In the last year while vigorously working on piecing together this novel, I’ve simultaneously been doing intense work in my personal life.  I’ve vanilla dated someone for the first time in years, playing hi-femme to their butch proving again to myself that there is no lasting spark in that relationship structure for me, that I’m regardless of the gender presentation that works well for me, I’m just a funny boy and that without the D/s I’m just bored and uninterested. At my core I’m an edge player and pushed myself to the limits this year challenging one of my oldest and most deeply held boundaries by giving consent for my Daddy to travel half-way around to world to visit someone who had become their long-term girlfriend, and I didn’t break.  Let me repeat, I didn’t break.

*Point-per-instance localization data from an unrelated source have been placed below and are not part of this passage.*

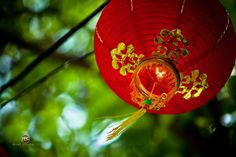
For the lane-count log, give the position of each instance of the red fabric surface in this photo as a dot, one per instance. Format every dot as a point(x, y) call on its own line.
point(202, 22)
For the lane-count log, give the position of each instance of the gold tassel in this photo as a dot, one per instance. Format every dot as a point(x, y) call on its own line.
point(117, 130)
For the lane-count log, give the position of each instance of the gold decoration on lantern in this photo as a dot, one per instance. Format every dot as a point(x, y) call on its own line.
point(193, 85)
point(171, 45)
point(125, 59)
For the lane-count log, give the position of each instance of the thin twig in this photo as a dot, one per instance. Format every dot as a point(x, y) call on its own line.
point(43, 79)
point(50, 50)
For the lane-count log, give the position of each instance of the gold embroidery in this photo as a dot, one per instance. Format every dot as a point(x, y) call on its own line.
point(171, 45)
point(127, 61)
point(197, 83)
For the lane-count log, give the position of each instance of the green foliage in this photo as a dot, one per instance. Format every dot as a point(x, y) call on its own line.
point(65, 115)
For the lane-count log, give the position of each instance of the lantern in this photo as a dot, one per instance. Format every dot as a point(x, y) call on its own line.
point(164, 56)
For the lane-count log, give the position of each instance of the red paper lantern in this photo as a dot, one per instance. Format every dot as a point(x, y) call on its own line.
point(166, 56)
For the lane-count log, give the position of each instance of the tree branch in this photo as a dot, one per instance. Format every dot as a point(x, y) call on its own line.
point(34, 47)
point(44, 78)
point(50, 50)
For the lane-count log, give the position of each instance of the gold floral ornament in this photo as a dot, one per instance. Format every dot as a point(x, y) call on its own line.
point(171, 44)
point(125, 59)
point(155, 80)
point(192, 86)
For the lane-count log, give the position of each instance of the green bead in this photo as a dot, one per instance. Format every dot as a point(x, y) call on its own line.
point(147, 102)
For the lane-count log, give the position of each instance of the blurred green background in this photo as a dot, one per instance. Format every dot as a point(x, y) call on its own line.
point(65, 115)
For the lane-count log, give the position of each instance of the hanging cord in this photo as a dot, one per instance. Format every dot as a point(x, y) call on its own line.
point(50, 50)
point(117, 130)
point(43, 79)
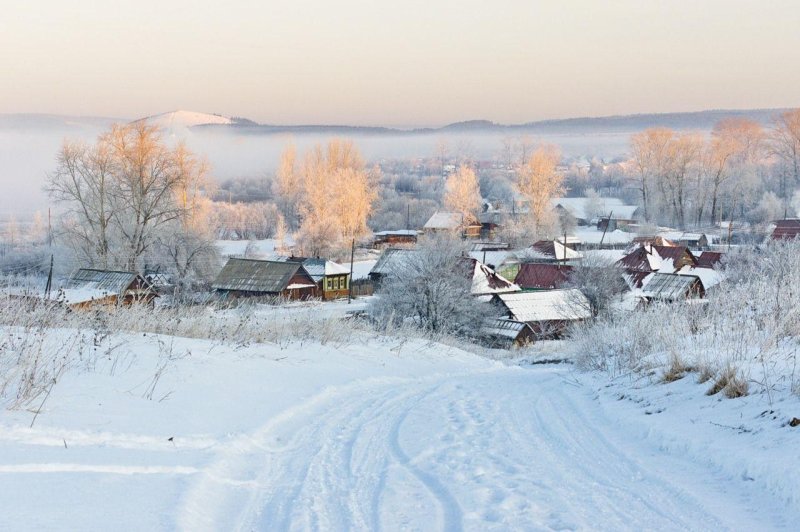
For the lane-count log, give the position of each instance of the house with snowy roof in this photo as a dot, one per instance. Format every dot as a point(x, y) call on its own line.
point(253, 278)
point(548, 312)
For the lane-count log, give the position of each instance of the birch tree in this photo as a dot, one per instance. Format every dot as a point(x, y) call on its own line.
point(338, 197)
point(539, 182)
point(462, 194)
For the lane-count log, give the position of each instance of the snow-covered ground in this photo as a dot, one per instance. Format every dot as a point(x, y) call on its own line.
point(377, 433)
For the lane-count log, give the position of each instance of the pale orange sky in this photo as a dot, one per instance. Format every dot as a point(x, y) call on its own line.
point(397, 63)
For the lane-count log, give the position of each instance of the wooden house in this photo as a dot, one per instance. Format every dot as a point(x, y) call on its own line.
point(246, 278)
point(502, 333)
point(88, 287)
point(390, 261)
point(539, 276)
point(452, 222)
point(332, 279)
point(788, 229)
point(548, 312)
point(672, 287)
point(554, 251)
point(400, 237)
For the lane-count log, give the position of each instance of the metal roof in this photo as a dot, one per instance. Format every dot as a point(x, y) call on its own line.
point(250, 275)
point(504, 328)
point(316, 268)
point(669, 286)
point(547, 305)
point(102, 281)
point(542, 276)
point(390, 261)
point(445, 220)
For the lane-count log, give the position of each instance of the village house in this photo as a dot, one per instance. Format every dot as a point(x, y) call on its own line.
point(502, 333)
point(441, 222)
point(88, 287)
point(504, 262)
point(548, 312)
point(399, 237)
point(332, 279)
point(672, 287)
point(248, 278)
point(554, 251)
point(613, 212)
point(787, 229)
point(540, 276)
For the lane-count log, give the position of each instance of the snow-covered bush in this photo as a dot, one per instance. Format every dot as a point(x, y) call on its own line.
point(430, 287)
point(745, 335)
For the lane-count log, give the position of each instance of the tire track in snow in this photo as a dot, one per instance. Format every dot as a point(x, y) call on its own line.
point(508, 448)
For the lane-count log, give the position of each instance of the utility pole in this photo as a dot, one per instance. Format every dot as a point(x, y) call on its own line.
point(49, 279)
point(608, 222)
point(350, 284)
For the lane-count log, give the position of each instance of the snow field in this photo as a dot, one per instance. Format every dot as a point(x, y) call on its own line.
point(375, 434)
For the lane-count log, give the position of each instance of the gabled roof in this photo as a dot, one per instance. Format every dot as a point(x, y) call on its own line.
point(548, 305)
point(642, 259)
point(579, 207)
point(486, 281)
point(676, 254)
point(535, 276)
point(786, 229)
point(670, 286)
point(504, 328)
point(316, 268)
point(262, 276)
point(390, 261)
point(444, 220)
point(103, 281)
point(494, 259)
point(555, 250)
point(635, 278)
point(709, 259)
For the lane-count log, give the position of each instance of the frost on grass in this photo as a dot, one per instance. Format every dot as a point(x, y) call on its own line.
point(743, 339)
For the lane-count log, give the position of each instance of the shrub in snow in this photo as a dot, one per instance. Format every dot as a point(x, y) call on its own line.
point(430, 288)
point(745, 335)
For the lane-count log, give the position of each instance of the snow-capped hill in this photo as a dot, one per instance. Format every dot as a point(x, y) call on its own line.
point(185, 119)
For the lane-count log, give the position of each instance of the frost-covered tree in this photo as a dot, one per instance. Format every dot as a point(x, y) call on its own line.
point(539, 182)
point(122, 192)
point(337, 199)
point(462, 195)
point(430, 287)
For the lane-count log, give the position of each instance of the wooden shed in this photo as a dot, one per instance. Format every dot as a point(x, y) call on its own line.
point(89, 287)
point(265, 278)
point(539, 276)
point(505, 333)
point(548, 312)
point(673, 287)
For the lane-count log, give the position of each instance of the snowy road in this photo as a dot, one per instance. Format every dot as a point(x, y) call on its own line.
point(503, 449)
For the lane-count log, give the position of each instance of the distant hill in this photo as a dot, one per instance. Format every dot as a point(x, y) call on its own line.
point(185, 119)
point(700, 120)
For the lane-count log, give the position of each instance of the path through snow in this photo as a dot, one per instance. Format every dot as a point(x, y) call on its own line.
point(503, 448)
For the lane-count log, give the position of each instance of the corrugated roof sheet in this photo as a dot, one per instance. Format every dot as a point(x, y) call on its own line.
point(250, 275)
point(555, 250)
point(101, 281)
point(669, 287)
point(536, 276)
point(504, 328)
point(786, 229)
point(709, 259)
point(390, 261)
point(444, 220)
point(549, 305)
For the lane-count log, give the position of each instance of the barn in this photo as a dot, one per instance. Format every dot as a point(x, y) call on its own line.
point(247, 278)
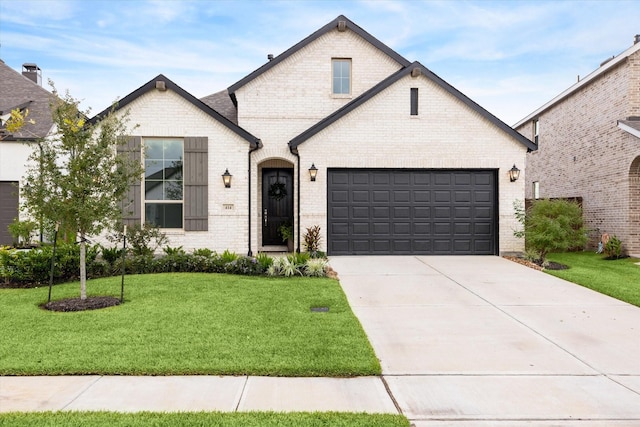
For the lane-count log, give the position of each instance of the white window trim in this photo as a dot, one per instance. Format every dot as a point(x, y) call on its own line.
point(342, 95)
point(143, 210)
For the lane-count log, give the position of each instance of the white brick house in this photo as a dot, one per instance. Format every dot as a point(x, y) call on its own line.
point(405, 163)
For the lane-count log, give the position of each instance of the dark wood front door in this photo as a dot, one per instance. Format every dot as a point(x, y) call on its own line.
point(277, 203)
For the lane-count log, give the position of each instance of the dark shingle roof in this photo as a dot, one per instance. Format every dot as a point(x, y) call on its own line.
point(322, 31)
point(221, 102)
point(17, 91)
point(336, 115)
point(168, 84)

Working on Roving Pack gave me this level of healing and closure that I didn’t even know I was looking for. A month ago I sat in tears, the realization washing over me that all these years later my boundaries were still constructed out of fear. I realized in that moment that nearly all of the boundaries that I’d set especially around polyamory were about trying to prevent myself from ever being hurt again in the ways that ex’s had nearly destroyed me. I realized in that moment that my boundaries had always been set in survival mode that they were the boundaries of a young orphaned leather boi whose heart was bruised.  These were boundaries about trying to prevent something bad from happening, to prevent someone from leaving me. It was scary to realize that all these years later I was still working through the scars left by others. I came to a place as I finished Roving Pack where I could say that I don’t want to wield boundaries in an effort to keep myself from getting hurt, it didn’t work back then, despite my fortress of boundaries I was always left and hurt.  I have been my Daddy’s Private Property for nearly eight years now. I know intimately and daily that I am safe, and cherished and cared for, but it’s not because of the boundaries I might set.

Fear is a powerful weapon in my history, and it fucked me up a little to realize that there was this big area where I had subconsciously still been giving it a lot of power in a false effort to keep myself safe.  Working through Roving Pack was a major part of getting me here.  As I laid down the final edits to the book, hit save that final time and sent it to the copyeditor I was left with an overwhelming sense of calm. I get into the most trouble when I attempt to be something that I’m not, or attempt to align myself or my life with someone else’s (even queer folks) perception of what is normal, or good.  This year has been a lot of challenging these norms for myself. It’s been about owning on a deeper level that my life doesn’t look how most queer folks think it should – my primary partnership is built on love and D/s but not sexual attraction, I’m not interested in egalitarian dating folks in my community, and despite the presentation that works well for me “femme” isn’t a community or identity that holds much pull for me, an I was able to reach these places of deep understanding because of my work on Roving Pack.

I’m a little anxious to actually talk about the things that this novel has taught me, and the unexpected transformative quality of writing it. I’m nervous that it will make the novel or my relationship to it seem somehow self-indulgent, but that’s a risk I have to take if I’m going to be honest with myself, my family, and my community about what this book has meant to me. At it’s core my work is about a search for self, home, and community within queerness. If I truly believe that, which I do, then it’s important that I own my own struggles and work towards cutting free from the expectations of how our queer lives should or shouldn’t  look.